Terry Ehret

ABOUT THE AUTHOR

Terry Ehret was born in 1955 in San Francisco and grew up in the S.F. Bay Area. She received a BA from Stanford University in 1977, and an MA in Creative Writing from San Francisco State University in 1984. She has lived in Sonoma County since 1990.

Ehret’s poetry, essays, stories and reviews have appeared in numerous magazines and anthologies, and her poems have won several literary awards including the National Poetry Series, California Commonwealth Club Book Award, Nimrod/Hardman Pablo Neruda Poetry Prize, and four Pushcart Prize nominations.

Ehret’s first collection of poems was a collaboration with poets Susan Herron Sibbet and Steve Gilmartin called Suspensions (White Mountain Press, 1990). Her full length collection of poems, Lost Body, was selected by Carolyn Kizer for publication with Copper Canyon Press for the National Poetry Series in 1993. In 1995 Protean Press published Travel/How We Go on Living, a letter press, limited edition chapbook. In that same year, her series of poems based on Picasso’s portraits of women took first place in the Pablo Neruda Poetry Competition, and was published in Nimrod’s Awards Issue. This series is also featured in her 2001 collection, Translations from the Human Language.
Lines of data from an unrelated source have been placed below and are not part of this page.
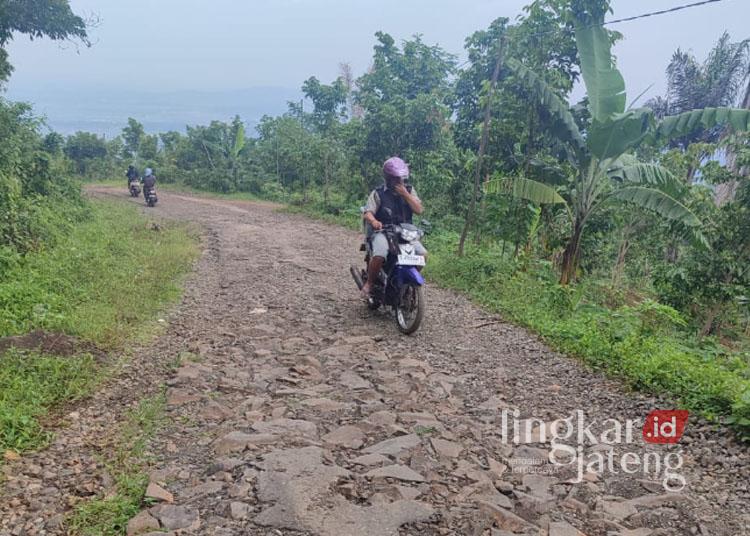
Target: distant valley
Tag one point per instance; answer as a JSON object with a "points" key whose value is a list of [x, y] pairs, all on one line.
{"points": [[106, 112]]}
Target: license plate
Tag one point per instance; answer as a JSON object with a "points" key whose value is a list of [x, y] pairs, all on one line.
{"points": [[410, 260]]}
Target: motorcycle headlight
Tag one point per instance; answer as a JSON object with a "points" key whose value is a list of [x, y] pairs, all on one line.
{"points": [[409, 235]]}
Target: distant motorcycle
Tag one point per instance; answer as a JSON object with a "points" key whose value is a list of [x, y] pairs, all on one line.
{"points": [[400, 285], [134, 186], [150, 195]]}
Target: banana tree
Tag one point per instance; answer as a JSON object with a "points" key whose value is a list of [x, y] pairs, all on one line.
{"points": [[601, 154]]}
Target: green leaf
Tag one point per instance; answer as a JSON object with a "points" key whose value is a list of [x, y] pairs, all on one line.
{"points": [[647, 174], [239, 141], [527, 189], [658, 202], [565, 126], [622, 132], [604, 83], [676, 126]]}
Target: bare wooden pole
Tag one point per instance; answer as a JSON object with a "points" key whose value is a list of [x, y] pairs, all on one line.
{"points": [[471, 212]]}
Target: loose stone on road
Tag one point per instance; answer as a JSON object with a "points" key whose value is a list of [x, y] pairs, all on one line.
{"points": [[302, 413]]}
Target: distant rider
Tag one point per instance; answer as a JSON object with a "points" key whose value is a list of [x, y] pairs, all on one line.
{"points": [[149, 182], [392, 203], [131, 174]]}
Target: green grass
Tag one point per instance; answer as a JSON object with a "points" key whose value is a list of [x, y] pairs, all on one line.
{"points": [[107, 282], [109, 515], [31, 384]]}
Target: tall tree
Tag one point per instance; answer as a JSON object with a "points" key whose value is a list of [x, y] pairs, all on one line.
{"points": [[37, 18], [605, 171]]}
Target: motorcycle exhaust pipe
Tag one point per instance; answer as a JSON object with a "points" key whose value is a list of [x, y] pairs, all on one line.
{"points": [[357, 278]]}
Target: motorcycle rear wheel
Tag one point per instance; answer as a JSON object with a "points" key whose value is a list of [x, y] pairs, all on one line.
{"points": [[410, 309]]}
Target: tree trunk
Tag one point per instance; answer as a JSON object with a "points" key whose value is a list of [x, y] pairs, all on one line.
{"points": [[470, 214], [728, 190], [622, 251], [571, 254], [709, 322]]}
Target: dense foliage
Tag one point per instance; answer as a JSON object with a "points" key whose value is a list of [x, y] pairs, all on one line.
{"points": [[589, 195]]}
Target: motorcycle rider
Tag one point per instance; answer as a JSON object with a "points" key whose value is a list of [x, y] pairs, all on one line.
{"points": [[131, 174], [392, 203], [149, 182]]}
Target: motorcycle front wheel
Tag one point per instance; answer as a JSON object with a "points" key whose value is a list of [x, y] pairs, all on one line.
{"points": [[410, 308]]}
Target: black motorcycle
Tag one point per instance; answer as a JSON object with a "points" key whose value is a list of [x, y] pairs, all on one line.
{"points": [[150, 195], [134, 186], [400, 285]]}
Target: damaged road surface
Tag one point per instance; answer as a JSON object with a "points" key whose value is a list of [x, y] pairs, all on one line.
{"points": [[295, 411]]}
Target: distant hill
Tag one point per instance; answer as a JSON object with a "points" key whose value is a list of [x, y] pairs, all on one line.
{"points": [[106, 111]]}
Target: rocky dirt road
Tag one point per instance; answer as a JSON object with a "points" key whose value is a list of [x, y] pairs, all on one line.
{"points": [[301, 413]]}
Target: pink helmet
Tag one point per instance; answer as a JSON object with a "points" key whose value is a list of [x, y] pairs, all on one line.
{"points": [[396, 168]]}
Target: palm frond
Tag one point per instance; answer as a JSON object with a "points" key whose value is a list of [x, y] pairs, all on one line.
{"points": [[565, 126], [527, 189], [658, 202]]}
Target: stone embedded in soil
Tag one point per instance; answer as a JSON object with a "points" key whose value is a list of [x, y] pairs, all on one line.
{"points": [[533, 456], [348, 436], [141, 523], [448, 449], [238, 441], [539, 485], [300, 489], [239, 510], [619, 510], [563, 528], [180, 397], [324, 404], [177, 517], [156, 492], [287, 427], [497, 468], [368, 460], [353, 381], [505, 519], [394, 446], [397, 472]]}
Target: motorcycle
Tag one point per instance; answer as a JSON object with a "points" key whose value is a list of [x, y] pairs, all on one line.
{"points": [[400, 285], [150, 195], [135, 188]]}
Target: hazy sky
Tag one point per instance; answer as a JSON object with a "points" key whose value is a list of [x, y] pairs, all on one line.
{"points": [[233, 44]]}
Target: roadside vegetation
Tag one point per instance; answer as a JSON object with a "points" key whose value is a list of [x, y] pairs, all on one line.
{"points": [[616, 229], [109, 516], [93, 274]]}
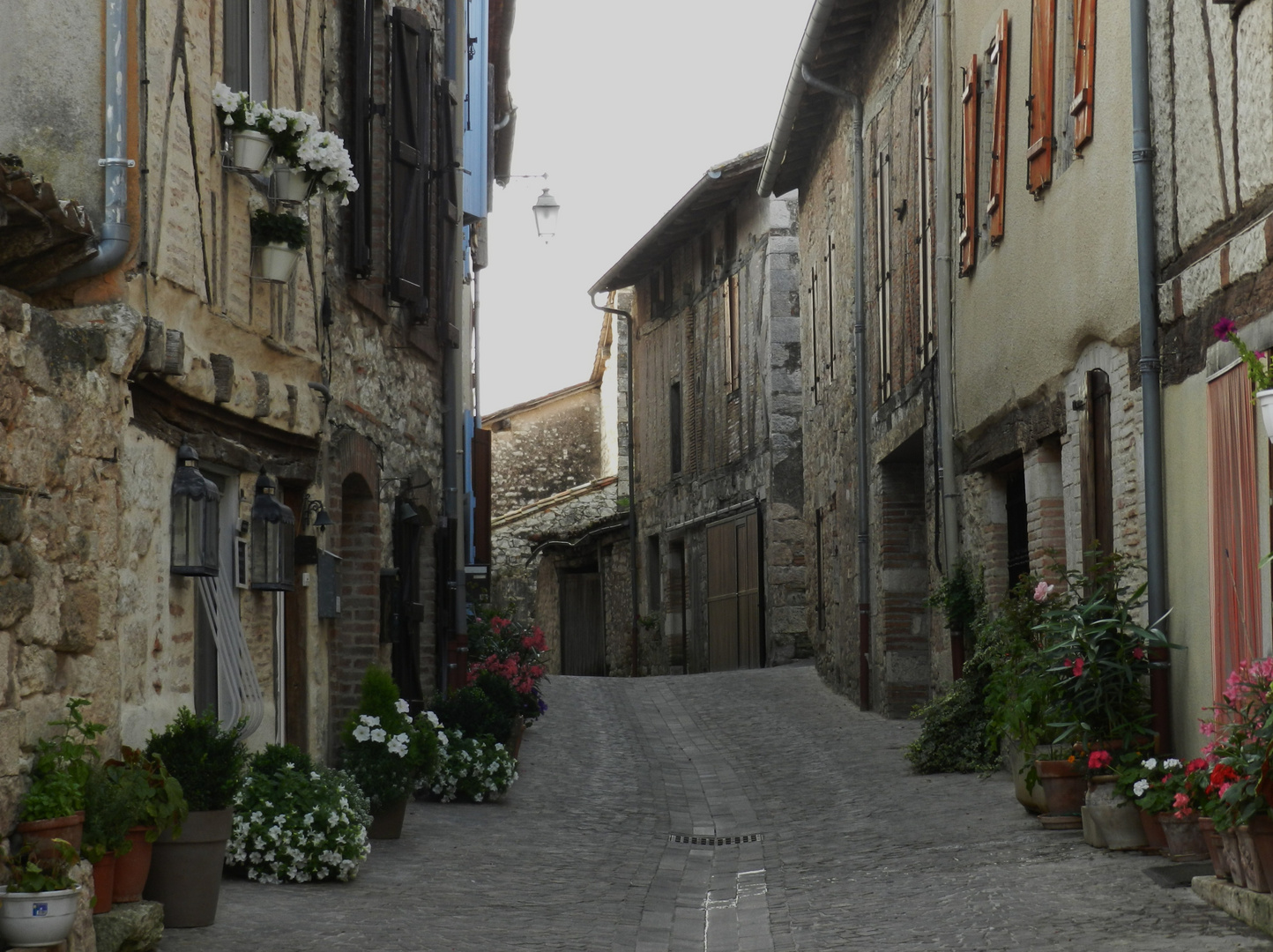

In 1999, Ehret co-founded Sixteen Rivers Press, a shared-work publishing collective for San Francisco Bay Area poets. From 2004-2006 she served as poet laureate of Sonoma County where she lives and works as a creative writing teacher and manuscript consultant. Her 2008 collection, Lucky Break (Sixteen Rivers Press), was nominated for awards by the Northern California Book Reviewers and the Northern California Independent Book Sellers Associations.